Saturday, September 22, 2012
Autumn Equinox
Saturday September 22 2012
Autumn Equinox
Job 40
15 "Look at Behemoth, which I made just as I made you; it eats grass like an ox. Its strength is in its loins, and its power in the muscles of its belly... Its bones are tubes of bronze, its limbs like bars of iron. It is the first of the great acts of God- only its Maker can approach it with the sword.
Is this the passage William Blake had in mind when he wrote “Tyger, Tyger”? And yet this is the God who has promised us an everlasting mercy.
Yet I do not know anything that is everlasting. Not even memory is everlasting. Not even dust or the terra-cotta army men buried alive in China or books, set out like little toy ships at sea, carrying a persons words and thoughts from the afterlife, making it okay to die. (A person leaves behind something--a book--an idea--a photo--a letter--a child--does that person really die when the last person who remembers them dies?)

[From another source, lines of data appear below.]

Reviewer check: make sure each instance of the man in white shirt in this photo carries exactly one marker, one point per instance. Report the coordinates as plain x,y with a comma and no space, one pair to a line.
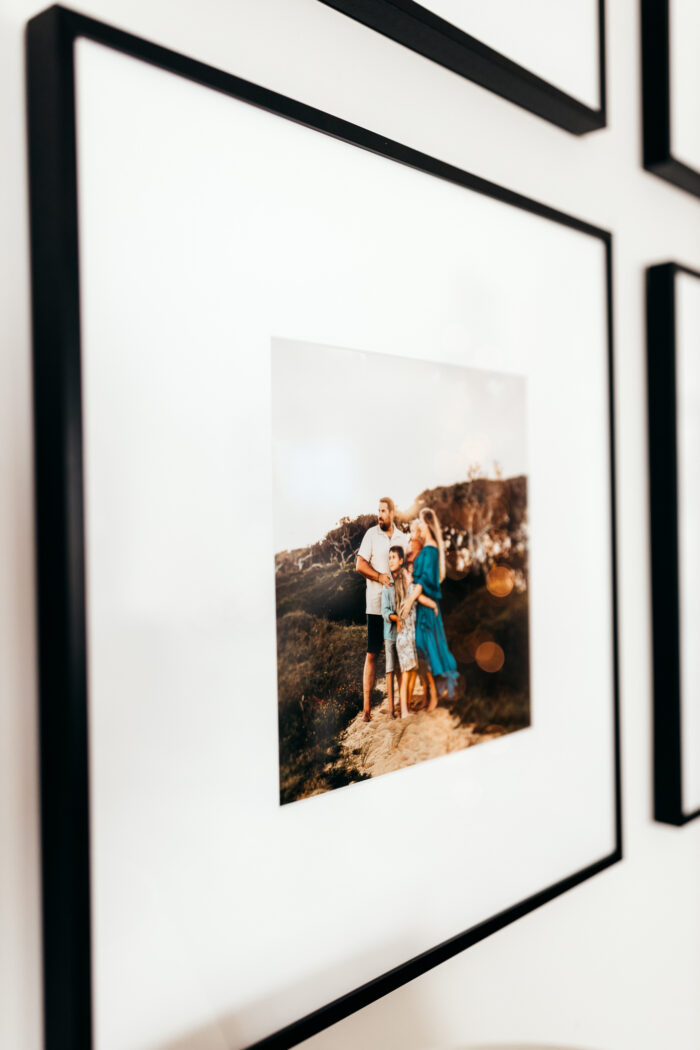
373,563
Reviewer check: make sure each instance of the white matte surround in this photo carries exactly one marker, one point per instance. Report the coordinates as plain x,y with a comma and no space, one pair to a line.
683,45
557,40
687,402
207,228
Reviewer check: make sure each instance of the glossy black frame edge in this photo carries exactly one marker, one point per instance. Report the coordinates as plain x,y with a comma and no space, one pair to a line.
656,100
663,520
418,28
60,536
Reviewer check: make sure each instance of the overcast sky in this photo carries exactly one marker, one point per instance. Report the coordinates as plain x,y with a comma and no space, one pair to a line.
348,427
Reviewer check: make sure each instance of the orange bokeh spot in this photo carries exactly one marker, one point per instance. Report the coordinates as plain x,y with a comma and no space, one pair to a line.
500,581
490,656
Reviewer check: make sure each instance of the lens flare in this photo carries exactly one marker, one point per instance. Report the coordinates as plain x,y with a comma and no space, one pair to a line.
490,656
500,581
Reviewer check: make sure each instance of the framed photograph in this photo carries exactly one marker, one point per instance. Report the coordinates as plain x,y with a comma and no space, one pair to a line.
673,322
325,551
671,88
547,57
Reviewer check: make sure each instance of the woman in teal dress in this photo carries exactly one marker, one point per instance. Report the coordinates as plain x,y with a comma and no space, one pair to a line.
430,641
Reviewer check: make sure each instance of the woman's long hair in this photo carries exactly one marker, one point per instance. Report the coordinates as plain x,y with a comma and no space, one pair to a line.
430,519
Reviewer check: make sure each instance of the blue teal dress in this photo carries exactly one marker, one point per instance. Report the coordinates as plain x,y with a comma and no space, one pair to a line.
430,641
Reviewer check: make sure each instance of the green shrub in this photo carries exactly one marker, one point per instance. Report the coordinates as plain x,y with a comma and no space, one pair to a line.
319,680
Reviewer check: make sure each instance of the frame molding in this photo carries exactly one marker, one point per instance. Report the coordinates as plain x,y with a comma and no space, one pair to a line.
664,553
60,525
656,100
417,27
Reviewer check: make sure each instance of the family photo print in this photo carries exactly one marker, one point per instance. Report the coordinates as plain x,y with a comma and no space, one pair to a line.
401,564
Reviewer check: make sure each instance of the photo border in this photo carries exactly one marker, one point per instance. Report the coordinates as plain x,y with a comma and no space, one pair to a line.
60,513
657,156
663,520
431,36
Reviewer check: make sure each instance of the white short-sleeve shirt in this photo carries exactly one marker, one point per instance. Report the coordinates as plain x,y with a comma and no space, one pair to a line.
375,548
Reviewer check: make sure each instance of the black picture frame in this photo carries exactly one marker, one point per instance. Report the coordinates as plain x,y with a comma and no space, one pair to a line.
657,155
664,541
415,26
60,513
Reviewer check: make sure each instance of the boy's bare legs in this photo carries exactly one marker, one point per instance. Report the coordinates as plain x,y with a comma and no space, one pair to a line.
433,692
403,695
389,691
410,685
368,683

Certainly of all the things that surround me, tangible and intangible, I am the least everlasting. The bowl that holds the apples we picked last week will, under reasonable circumstances, outlive me. It may venture to a different state; be passed down to my children, end up in a thrift store. It could see the invention of silent, waste-less automobiles and the extinction of the telephone. The apples in the bowl, ripe and smelling faintly of cider, probably will not outlive me. But the branches, the seeds, the flowers fruit and stem, the entire fecundate cycle of life in that one apple true will outlive me. My tea pot, which I use every day and never thank, will almost certainly outlive me. It will never need a root canal or see the physical therapist. It will never get sleep apnea or glasses, or arthritis.
I have become so uncomfortably conscience of my own mortality I am sometimes surprised to find myself still living.
My mailbox, made of punched tin, will sit and sit, wordlessly ferrying out my letters and opening its mouth to receive them back. It sits now, its red flag raised like an omen--not saying a word about the contents of the letter in its mouth, holding it still between its teeth like a baby hiding candy, not sucking, not chewing. Hoping not to be found out. It will not disclose what he wrote, or didn’t write, to his brother: about losing dad, and how the family seems without a guide at the helm now, how we can’t seem to find our way to say nice things to each other like we did before.
Even that letter could outlive me. But if I am not here, am not around to hear it read again, what does it matter if the letter outlives me? Does a living memory of me effect me once I am dead?
Can the dead, from where they are now, see and feel for us? If they are, as NT Wright believes, not yet in the new heaven and new earth (the last and final resurrection) what can they witness of us? Or do they care to witness? Have they already forgotten this “great bright dream of procreating and perishing that meant the whole world to us?” Will, as Marilyn Robinson suggests, this world be Troy, and all that has passed here the ballad they sing in the streets? Or will it be a something fainter than a memory, like a dream you wake from and only vaguely recall--contours, maybe, and a feeling or a color--a pattern brings back something --or a face makes you think maybe you remember--but then you put it behind you as the day broadens with its realities (make the coffee) and demands (check email), the tangible solid things at hand put this other shapeless dream out of your mind--will that be all?